He bent over the form she showed him.
"It's Stires," he said with a chuckle. "I heard he'd come back." The chuckle turned to a cough, and he shook his head. "This is sad! You could never believe how I have labored with the boy, but"—he turned out his hands—"you see, there is the temptation. It is his unhappy weakness."
Jessica remembered the yellow, smirking face now. She had passed him on the day Tom Felder had walked with her from the Mountain Valley House, and the lawyer had told her he lived in the cabin just below the Knob, where she so often sat. She felt a quiver of repulsion.
"He is not intoxicated," she said coldly. "He is ill. You know him, then?"
"Know him!" he echoed, and laughed—a dry, cackling laugh. "I ought to. And I guess he knows me." He shook the inert arm. "Get up, Hugh!" he said. "It's Prendergast!"
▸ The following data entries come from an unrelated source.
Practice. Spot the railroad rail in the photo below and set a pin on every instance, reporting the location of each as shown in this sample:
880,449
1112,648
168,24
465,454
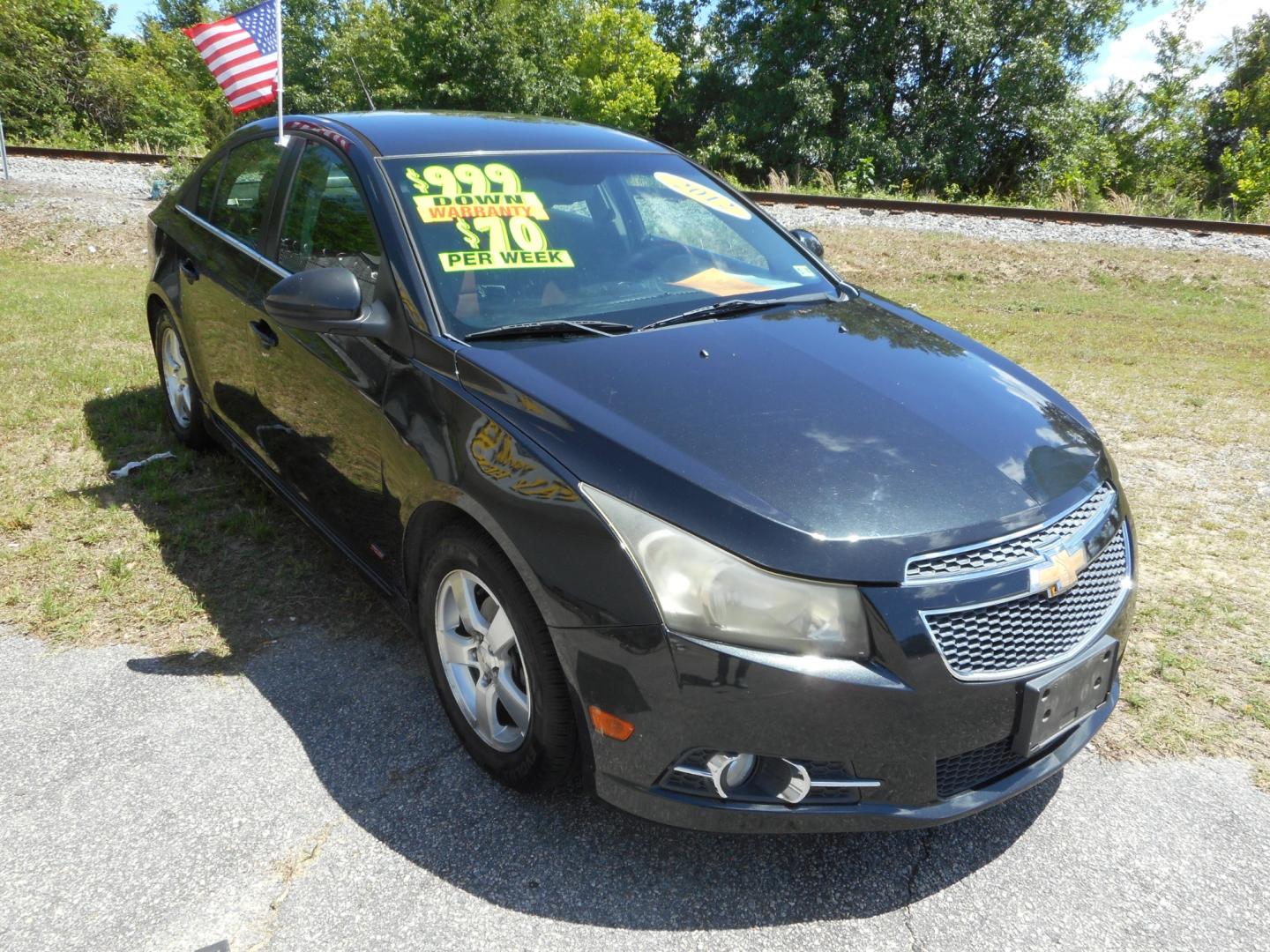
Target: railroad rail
892,206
There flashed through her mind the phrase of the surly hotel-keeper: "His side-partner, Prendergast!" Could it be? Had Hugh really lived in the cabin on which she had so often peered down during those past weeks? And with this chosen crony!
She touched Prendergast's arm. "He is ill, I say," she repeated. "He must be cared for at once. Your cabin is on the hillside, isn't it?"
"His cabin," he corrected. "A rough place, but it has sheltered us both. I am but guide, philosopher and friend."
She bit her lips. "Lift him on my horse," she said. She stooped and put her hands under the twitching shoulders. "I will help you. I am quite strong."